Adequacy

Following Brexit, the UK retained GDPR through the European Union (Withdrawal) Act, creating ‘UK GDPR’. Combined with the Data Protection Act 2018, this forms UK data protection law. UK GDPR mirrors EU GDPR with modifications: references to EU institutions replaced with UK equivalents, the ICO as supervisory authority, and national security exemptions reflecting UK law. The EU granted the UK adequacy status in 2021, allowing data to flow freely between EU/EEA and UK without additional safeguards. However, this adequacy is reviewed periodically and could be revoked if UK law diverges significantly from EU standards. The tension between UK GDPR’s protections and the broad surveillance powers under the Investigatory Powers Act remains a concern for EU adequacy assessments.

New Zealand’s Privacy Act 2020 modernizes the 1993 framework for contemporary data practices. Key changes include: mandatory notification of privacy breaches likely to cause serious harm (within 72 hours to the Privacy Commissioner plus affected individuals); stronger enforcement through compliance notices that are legally binding; new criminal offenses for deliberately misleading agencies about individual information requests; and enhanced cross-border disclosure rules requiring reasonable belief that recipients will protect information to comparable standards. The thirteen Information Privacy Principles remain the core framework, covering collection, storage, access, correction, retention, and disclosure. The Privacy Commissioner can issue binding compliance notices, order agencies to pay damages, and refer matters for prosecution. New Zealand maintains EU adequacy, facilitating data flows. The law applies to agencies ‘carrying on business’ in New Zealand even if based elsewhere.

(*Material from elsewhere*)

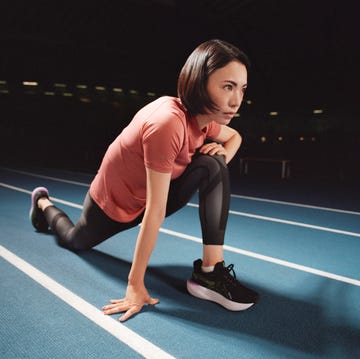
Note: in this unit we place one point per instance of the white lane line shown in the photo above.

PIPEDA applies to private sector organizations collecting, using, or disclosing personal information in commercial activities across Canada (except in provinces with substantially similar legislation: Quebec, BC, Alberta). It implements ten fair information principles: accountability, identifying purposes, consent, limiting collection, limiting use/disclosure/retention, accuracy, safeguards, openness, individual access, and challenging compliance. Organizations must obtain meaningful consent, which varies by sensitivity and context. Individuals have rights to access their information and challenge its accuracy. The Privacy Commissioner of Canada investigates complaints, makes recommendations, and can seek court orders for compliance. Recent amendments (Bill C-27) propose replacing PIPEDA with the Consumer Privacy Protection Act, adding stronger penalties and algorithmic transparency requirements. Canada has EU adequacy status for commercial data transfers.

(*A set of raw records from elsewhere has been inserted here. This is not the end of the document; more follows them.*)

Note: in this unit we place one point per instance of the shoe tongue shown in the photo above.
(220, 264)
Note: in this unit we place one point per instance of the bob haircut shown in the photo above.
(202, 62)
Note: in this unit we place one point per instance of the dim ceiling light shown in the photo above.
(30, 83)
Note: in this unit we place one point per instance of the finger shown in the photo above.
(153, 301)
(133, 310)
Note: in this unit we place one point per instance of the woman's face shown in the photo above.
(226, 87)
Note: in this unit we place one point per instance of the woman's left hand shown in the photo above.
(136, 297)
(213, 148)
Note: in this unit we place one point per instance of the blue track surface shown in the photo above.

South Korea’s Personal Information Protection Act provides comprehensive data protection with strong enforcement. The law applies broadly to public and private sector personal information handling. Key requirements include: specific purpose limitation, consent for collection (with strict standards for sensitive data), security measures commensurate with risk, and individual rights to access, correct, delete, and suspend processing. The Personal Information Protection Commission (PIPC) supervises compliance and can impose administrative fines up to 3% of relevant revenue plus criminal penalties for severe violations. Data breach notification is mandatory within 24 hours. Cross-border transfers require consent plus one of: adequacy determination, binding corporate rules, or PIPC-recognized certifications. Korea achieved EU adequacy in 2021. The law is notably stricter than some GDPR requirements, particularly around consent standards and data minimization.

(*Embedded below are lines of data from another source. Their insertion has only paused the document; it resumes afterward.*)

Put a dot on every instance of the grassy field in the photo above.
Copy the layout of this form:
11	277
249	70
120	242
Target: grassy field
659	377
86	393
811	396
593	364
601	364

Switzerland’s Federal Act on Data Protection underwent major revision in 2023 to align with GDPR and maintain the EU adequacy decision enabling free data flows. Unlike GDPR, FADP applies primarily to private sector processing and federal agencies (cantonal authorities have separate rules). Key changes include: expanded scope covering all processing affecting Swiss residents, mandatory breach notification within 72 hours, privacy-by-design and privacy-by-default requirements, data protection impact assessments for high-risk processing, and stronger penalties (up to CHF 250,000 for individuals). The law maintains Swiss-specific features like the definition of ‘sensitive personal data’ including trade union membership and social assistance data. Cross-border transfers require adequacy assessments or safeguards similar to GDPR. The FDPIC (Federal Data Protection and Information Commissioner) supervises compliance.

Japan’s APPI, originally enacted in 2003, was substantially revised in 2020 and 2022 to align with GDPR and strengthen protections. Business operators must specify utilization purposes, obtain consent for sensitive data, implement security measures, and respond to individual requests for disclosure, correction, and deletion. The 2020 amendments introduced rights to request deletion and usage suspension, created penalties for database theft, and strengthened the Personal Information Protection Commission’s enforcement powers. Cross-border transfers require consent plus adequacy assessment, consent plus contractual safeguards, or group company systems with equivalent protections. Japan and the EU recognize each other’s adequacy, creating a ‘data free-flow highway’ between the two economies. The PPC actively updates guidelines for emerging technologies including cookies, AI, and biometrics.